Dedman, weirdly, spends the last chapter of the book mocking and condemning the relatives who are challenging the will, after using the preceding ten chapters to thoroughly disgust the reader with the amorality of those people who are benefiting from said will. I think his point is that Clark had the right to give her money away to whomever she wanted, but it's a jarring change of tone from the rest of the book, and reads like someone was making him reluctantly change a previous draft. And as someone who works in a medical setting, I would rebut that Clark had a right to leave her money to whomever she wanted. People who were providing her care in roles which explicitly meant they were not allowed to accept any money offered while she was alive... well, there should have been one damn HR person at Beth Israel willing to step forward on this, is all I can say.

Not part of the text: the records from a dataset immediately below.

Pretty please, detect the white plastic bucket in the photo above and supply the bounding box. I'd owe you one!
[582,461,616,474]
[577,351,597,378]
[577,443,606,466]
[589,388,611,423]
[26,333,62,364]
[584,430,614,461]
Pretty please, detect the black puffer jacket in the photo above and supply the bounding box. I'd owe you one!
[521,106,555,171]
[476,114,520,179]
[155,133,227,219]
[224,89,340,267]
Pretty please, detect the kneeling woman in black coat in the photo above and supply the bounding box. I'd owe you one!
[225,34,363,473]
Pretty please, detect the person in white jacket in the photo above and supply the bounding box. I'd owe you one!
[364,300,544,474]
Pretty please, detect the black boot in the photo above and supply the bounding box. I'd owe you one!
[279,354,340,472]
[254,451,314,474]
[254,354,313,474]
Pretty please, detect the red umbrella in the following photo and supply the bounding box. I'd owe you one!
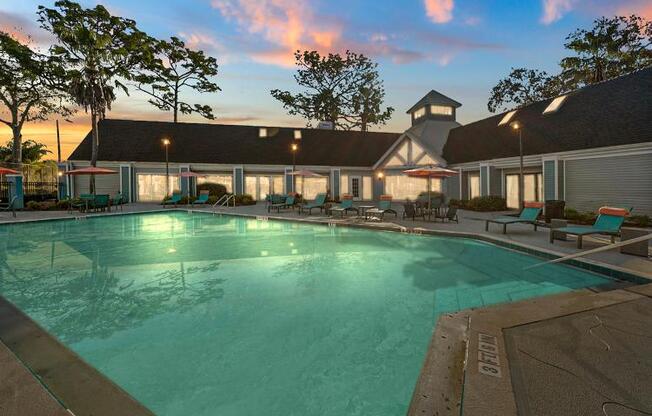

This Republic of Suffering: Death and the American Civil War, by Drew Gilpin Faust. Speak of depressing. Faust examines how Americans defined and dealt with death when suddenly confronted with it on a vaster scale than anyone had previously conceived. It's a fascinating and very well-written book, and I recommend it highly.

On the Road with Francis of Assisi: A Timeless Journey Through Umbria and Tuscany, and Beyond, by Linda Bird Francke. This was a biography of St. Francis told through the author's travels / pilgrimage to the important places in his life. Francke's heart was clearly in the right place, but the result is a really boring list of places which start blurring together almost immediately. And her emphasis is on Francis' constant physical suffering, and precisely how he suffered in each place, rather than the joy in the natural world that I personally take to be his message. 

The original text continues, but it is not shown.